As part of a panel this morning on pension risk management in San Francisco for The Pension Bridge 2012, I was happy to get feedback from lots of people who found the session helpful. While an hour is scant time to address such a critical topic, some of the observations from the session are noteworthy.
- Everyone on the panel linked pension risk management to governance, adding that those in charge have to acknowledge the importance of identifying uncertainties and allocating resources accordingly before a robust process can begin.
- An early morning speaker cited risk management as the most important topic being discussed by pension boards today. Yet few in the audience raised their hands when asked how many pension funds had risk management policies and procedures in place.
- Trying to explain the disconnect between perception and reality is tough. Some panelists suggested that the difficulty in trying to define risk is part of the reason why discussions have not yet led to actions.
- I commented that operational risks are not going to be picked up by standard financial metrics yet cannot be ignored.
- My suggestion to the pension fund trustees in the audience was to meet with plan counsel in order to understand their duties and obligations. Inviting a fiduciary liability insurance professional to that same meeting might be helpful in identifying risk governance gaps that could cost a plan more money in premiums. Even better yet would be the hiring of an independent third party to conduct a fiduciary audit of the pension plan's investment processes to discern where internal controls should be improved.

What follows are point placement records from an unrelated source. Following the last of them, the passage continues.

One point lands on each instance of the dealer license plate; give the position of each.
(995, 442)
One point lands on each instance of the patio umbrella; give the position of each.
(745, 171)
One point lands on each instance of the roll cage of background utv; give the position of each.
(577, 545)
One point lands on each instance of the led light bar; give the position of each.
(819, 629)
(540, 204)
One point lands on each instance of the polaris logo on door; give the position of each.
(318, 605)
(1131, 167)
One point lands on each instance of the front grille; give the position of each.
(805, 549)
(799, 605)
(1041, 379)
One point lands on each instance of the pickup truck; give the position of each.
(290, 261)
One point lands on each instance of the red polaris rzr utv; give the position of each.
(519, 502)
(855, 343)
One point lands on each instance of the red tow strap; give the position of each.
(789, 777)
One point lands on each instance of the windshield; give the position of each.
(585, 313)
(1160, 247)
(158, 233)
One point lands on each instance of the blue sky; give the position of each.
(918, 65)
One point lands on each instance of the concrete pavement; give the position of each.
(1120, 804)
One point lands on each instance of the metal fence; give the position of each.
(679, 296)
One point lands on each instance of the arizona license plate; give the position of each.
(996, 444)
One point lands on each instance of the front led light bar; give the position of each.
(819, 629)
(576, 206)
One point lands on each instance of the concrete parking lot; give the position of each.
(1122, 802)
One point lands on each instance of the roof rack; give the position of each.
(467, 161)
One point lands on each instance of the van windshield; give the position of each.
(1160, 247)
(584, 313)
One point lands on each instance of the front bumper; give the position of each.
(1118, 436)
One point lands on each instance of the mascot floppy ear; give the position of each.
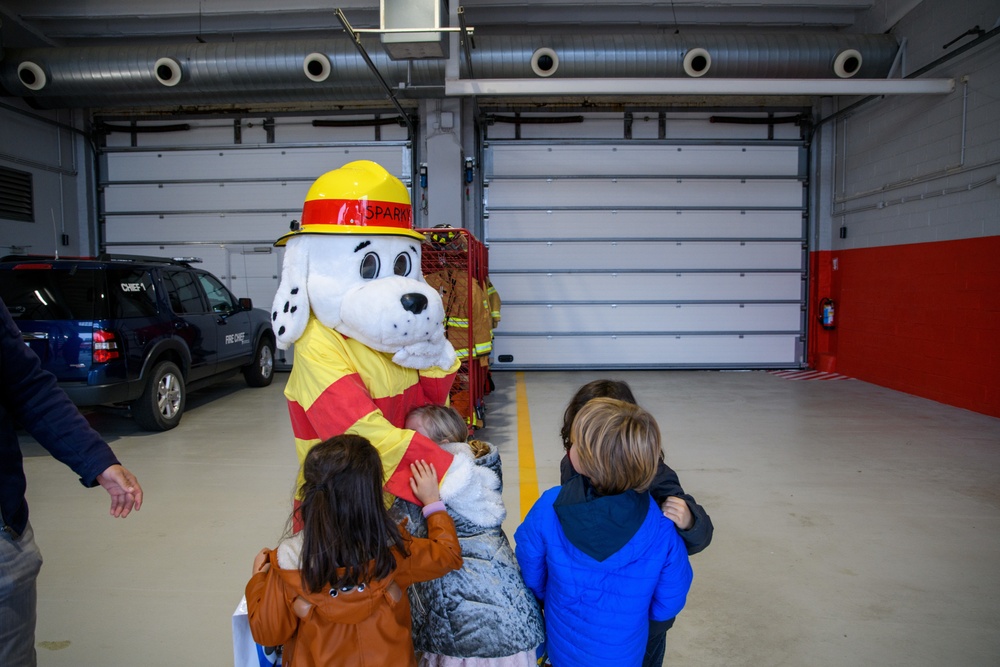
(290, 310)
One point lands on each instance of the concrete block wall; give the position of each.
(915, 188)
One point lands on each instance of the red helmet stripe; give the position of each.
(356, 212)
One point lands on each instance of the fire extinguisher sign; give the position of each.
(826, 313)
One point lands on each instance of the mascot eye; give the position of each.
(370, 266)
(403, 265)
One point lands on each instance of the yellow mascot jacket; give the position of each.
(339, 385)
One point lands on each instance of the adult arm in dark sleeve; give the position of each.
(34, 400)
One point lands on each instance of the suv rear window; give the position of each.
(133, 292)
(37, 292)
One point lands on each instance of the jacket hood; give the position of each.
(599, 526)
(350, 606)
(472, 490)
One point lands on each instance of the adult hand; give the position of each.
(676, 510)
(124, 489)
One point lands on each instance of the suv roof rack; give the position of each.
(149, 259)
(29, 258)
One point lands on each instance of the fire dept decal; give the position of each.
(240, 338)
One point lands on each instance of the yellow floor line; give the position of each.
(526, 469)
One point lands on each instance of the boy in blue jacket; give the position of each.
(597, 551)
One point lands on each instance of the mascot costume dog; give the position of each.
(368, 330)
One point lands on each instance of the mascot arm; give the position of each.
(327, 396)
(436, 382)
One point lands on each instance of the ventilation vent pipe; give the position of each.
(31, 75)
(847, 63)
(697, 62)
(317, 67)
(168, 72)
(544, 62)
(291, 71)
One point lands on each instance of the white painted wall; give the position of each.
(60, 163)
(921, 169)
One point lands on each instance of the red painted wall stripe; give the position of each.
(921, 318)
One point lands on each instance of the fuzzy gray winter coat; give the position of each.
(483, 610)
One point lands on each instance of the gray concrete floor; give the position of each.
(854, 525)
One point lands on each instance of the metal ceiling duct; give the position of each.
(311, 71)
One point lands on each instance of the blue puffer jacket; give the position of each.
(603, 567)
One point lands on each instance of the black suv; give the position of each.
(136, 331)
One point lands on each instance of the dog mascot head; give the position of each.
(354, 262)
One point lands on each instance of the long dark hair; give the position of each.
(348, 536)
(618, 389)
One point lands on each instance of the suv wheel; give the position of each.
(162, 401)
(261, 371)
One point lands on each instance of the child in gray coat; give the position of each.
(481, 615)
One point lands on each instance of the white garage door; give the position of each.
(223, 190)
(648, 253)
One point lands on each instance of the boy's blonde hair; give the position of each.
(617, 444)
(442, 423)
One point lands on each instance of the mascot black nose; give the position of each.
(413, 302)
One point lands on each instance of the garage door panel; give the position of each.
(594, 352)
(626, 224)
(211, 227)
(649, 318)
(644, 193)
(245, 163)
(644, 160)
(190, 197)
(662, 286)
(633, 255)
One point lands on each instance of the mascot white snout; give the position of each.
(368, 331)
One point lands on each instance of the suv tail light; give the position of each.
(105, 346)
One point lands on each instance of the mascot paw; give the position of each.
(426, 354)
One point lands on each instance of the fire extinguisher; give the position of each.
(826, 307)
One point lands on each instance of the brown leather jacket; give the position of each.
(367, 628)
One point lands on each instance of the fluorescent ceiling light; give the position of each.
(701, 86)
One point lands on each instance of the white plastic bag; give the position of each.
(247, 652)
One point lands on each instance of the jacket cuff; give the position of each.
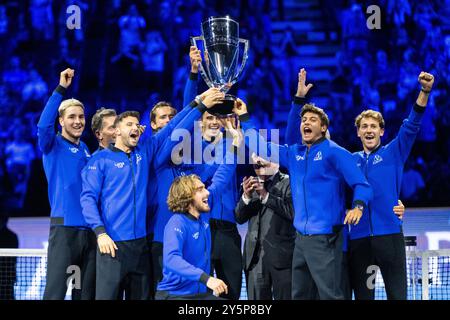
(359, 203)
(193, 76)
(244, 117)
(418, 108)
(204, 278)
(99, 230)
(300, 101)
(61, 90)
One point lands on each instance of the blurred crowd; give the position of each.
(131, 54)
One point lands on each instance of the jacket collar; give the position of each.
(318, 141)
(68, 141)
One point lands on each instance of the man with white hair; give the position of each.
(71, 242)
(266, 204)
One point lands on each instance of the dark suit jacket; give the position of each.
(270, 224)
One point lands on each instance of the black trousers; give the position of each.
(164, 295)
(226, 256)
(265, 282)
(317, 267)
(157, 253)
(346, 287)
(70, 246)
(128, 272)
(388, 253)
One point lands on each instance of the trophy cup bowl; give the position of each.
(220, 67)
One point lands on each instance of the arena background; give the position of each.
(131, 54)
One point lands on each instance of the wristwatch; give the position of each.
(198, 99)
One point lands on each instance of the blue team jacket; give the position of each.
(383, 169)
(190, 91)
(63, 162)
(118, 182)
(317, 177)
(186, 255)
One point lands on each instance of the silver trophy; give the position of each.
(220, 67)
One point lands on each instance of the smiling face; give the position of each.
(370, 133)
(263, 168)
(311, 128)
(127, 132)
(72, 122)
(210, 126)
(162, 117)
(199, 202)
(107, 134)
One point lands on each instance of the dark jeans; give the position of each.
(156, 252)
(128, 271)
(69, 246)
(226, 256)
(388, 253)
(317, 267)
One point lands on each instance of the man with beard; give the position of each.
(71, 242)
(378, 239)
(266, 204)
(162, 176)
(116, 180)
(187, 240)
(102, 125)
(318, 169)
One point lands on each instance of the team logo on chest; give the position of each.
(318, 156)
(119, 165)
(377, 159)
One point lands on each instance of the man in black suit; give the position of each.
(266, 202)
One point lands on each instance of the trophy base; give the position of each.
(225, 108)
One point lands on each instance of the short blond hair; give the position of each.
(181, 193)
(67, 104)
(370, 114)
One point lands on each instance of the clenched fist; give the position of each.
(426, 80)
(65, 77)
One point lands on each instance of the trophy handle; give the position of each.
(200, 66)
(244, 58)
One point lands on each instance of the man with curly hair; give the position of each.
(187, 236)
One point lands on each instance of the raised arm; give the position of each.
(248, 206)
(411, 126)
(46, 124)
(293, 124)
(252, 136)
(163, 144)
(190, 89)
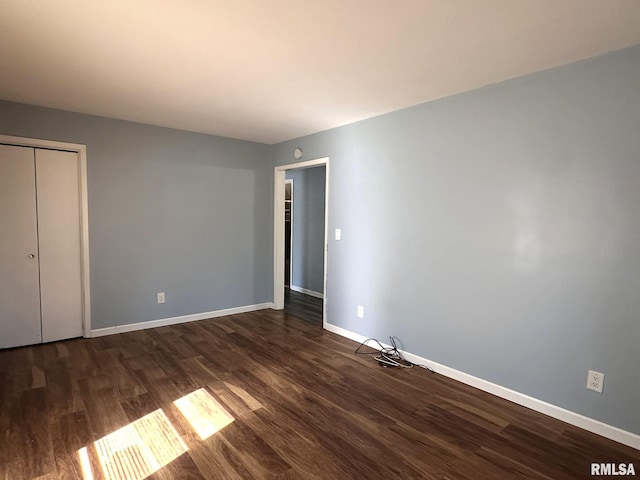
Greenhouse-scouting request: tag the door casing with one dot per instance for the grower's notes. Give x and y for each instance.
(278, 230)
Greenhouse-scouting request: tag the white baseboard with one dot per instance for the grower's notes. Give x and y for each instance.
(100, 332)
(586, 423)
(306, 292)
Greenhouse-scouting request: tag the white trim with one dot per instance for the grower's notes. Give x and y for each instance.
(163, 322)
(81, 150)
(291, 207)
(278, 230)
(306, 292)
(586, 423)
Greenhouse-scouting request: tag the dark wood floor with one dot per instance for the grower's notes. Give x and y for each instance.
(303, 306)
(292, 402)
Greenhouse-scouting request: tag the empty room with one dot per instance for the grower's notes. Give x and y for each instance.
(319, 240)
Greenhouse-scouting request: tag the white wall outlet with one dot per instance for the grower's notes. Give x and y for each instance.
(595, 381)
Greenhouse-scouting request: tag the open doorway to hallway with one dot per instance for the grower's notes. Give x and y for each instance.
(300, 239)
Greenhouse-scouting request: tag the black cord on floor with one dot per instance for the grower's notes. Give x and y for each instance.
(388, 356)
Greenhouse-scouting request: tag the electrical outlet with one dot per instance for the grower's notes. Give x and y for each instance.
(595, 381)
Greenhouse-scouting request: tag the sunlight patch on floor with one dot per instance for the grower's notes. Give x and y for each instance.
(203, 412)
(143, 447)
(140, 448)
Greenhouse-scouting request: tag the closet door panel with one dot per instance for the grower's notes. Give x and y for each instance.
(59, 237)
(19, 289)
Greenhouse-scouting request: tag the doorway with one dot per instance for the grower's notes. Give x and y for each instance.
(305, 295)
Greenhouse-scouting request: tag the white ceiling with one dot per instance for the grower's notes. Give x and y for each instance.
(272, 70)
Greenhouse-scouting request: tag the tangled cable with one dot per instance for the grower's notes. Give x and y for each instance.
(386, 356)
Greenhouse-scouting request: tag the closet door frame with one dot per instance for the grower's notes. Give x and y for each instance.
(81, 151)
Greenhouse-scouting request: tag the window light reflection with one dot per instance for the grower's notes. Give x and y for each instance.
(85, 464)
(140, 448)
(203, 412)
(143, 447)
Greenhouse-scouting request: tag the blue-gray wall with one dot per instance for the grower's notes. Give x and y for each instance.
(169, 211)
(307, 260)
(498, 232)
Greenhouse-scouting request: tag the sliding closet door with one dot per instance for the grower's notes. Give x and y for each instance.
(19, 289)
(59, 236)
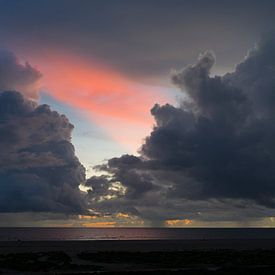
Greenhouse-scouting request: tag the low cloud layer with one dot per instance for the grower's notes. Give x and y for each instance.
(211, 158)
(39, 171)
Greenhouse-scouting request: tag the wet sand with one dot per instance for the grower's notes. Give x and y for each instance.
(135, 245)
(254, 256)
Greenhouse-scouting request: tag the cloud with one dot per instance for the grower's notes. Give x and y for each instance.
(17, 76)
(213, 157)
(39, 171)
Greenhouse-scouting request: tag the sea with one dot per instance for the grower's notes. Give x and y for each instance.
(84, 234)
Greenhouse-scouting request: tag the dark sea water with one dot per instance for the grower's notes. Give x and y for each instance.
(28, 234)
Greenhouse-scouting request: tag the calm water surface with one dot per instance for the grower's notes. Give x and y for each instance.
(27, 234)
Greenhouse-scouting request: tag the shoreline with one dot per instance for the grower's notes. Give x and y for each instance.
(136, 245)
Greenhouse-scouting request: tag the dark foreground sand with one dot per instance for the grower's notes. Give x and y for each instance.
(138, 257)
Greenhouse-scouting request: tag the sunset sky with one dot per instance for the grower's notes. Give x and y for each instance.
(158, 113)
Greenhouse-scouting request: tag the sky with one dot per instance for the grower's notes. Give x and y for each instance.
(137, 113)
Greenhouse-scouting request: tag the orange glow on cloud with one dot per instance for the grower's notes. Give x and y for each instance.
(118, 105)
(178, 222)
(100, 224)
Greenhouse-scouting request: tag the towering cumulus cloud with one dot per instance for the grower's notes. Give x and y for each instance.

- I disagree with comments made by one of my fellow panelists about the role of the Chief Investment Officer in leading the risk management function. An industry best practice touted by many experts is to have a separate Chief Risk Officer who reports to the Board and who is given sufficient latitude to say "no" to the investment team when they start to take on too much uncompensated risk.
The take away for me from the risk management session today is that many organizations still do not embrace the urgent need to properly identify, measure and manage a large number of financial, operational and fiduciary risks. This is not a good thing. Talking about risk management and the related governance process is a step in the right direction but not enough by far.